Anna and I hadn’t met in person since 18th August 2010, so I was becomingly tense as I took a cab down to the train station in my hometown Nyköping, Sweden, on 1st April 2011. Anna and I would meet at the Boden train station the next morning at about 7 AM.

On the platform in Nyköping I was approached by a man I faintly recognized. He asked me if I was I, and I couldn’t deny it. Then I suddenly recalled who he was. I had met him and talked with him one time at the Singi hut in Lapland. It had been during my hike of 2006, and this man was a treasurer from the town of Uppsala, who’d been hiking with his daughter in 2006. He told me that his daughter reads my Internet site, and I thought to myself that it was a good omen – or a case of synchronicity – that this treasurer, who didn’t live in my town, but was there on a tax mission, appeared before me just as I was to mount the train north.

The Uppsala treasurer (picture from 2006 in Singi)

In Stockholm I spent most of the time just sitting on a bench in the Central Station, part of the time talking with a communicative older woman who was heading to Jordan on vacation with her husband, who finally turned up. She was 70, but I would have guessed perhaps 60.
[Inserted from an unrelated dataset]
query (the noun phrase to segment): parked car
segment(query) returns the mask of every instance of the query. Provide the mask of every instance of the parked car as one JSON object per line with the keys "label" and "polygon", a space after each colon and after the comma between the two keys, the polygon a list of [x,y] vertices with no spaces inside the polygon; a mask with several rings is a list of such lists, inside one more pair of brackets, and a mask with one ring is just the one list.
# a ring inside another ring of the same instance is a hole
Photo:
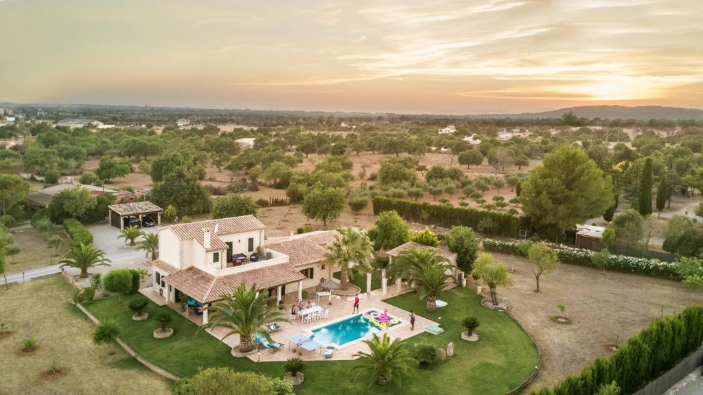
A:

The Lapland Arrow (Lapplandspilen) pulled in to the station on track 4, and I mounted with my heavy backpack, which I placed outside of the compartment, in the aisle where there is a place for baggage and skis and stuff, after I’d taken out valuables like money pouch, camera etcetera.
Just two other persons came into the compartment to begin with, an Uzbek guy who lived in Kiruna, and a younger Swedish metal conservator (old archeological and historical weapons etcetera) and motorcycle buff, who was also going to Kiruna, where he worked. He spoke about a ride he’d made around Iceland on his Harley Davidson while he was there doing archeological excavations! The Uzbek man was a refugee, who’s moved to Kiruna with his wife and daughter. He didn’t speak much Swedish or English, but kept uttering the words “no problem” innumerable times, probably having diffused many a threatening situation that way!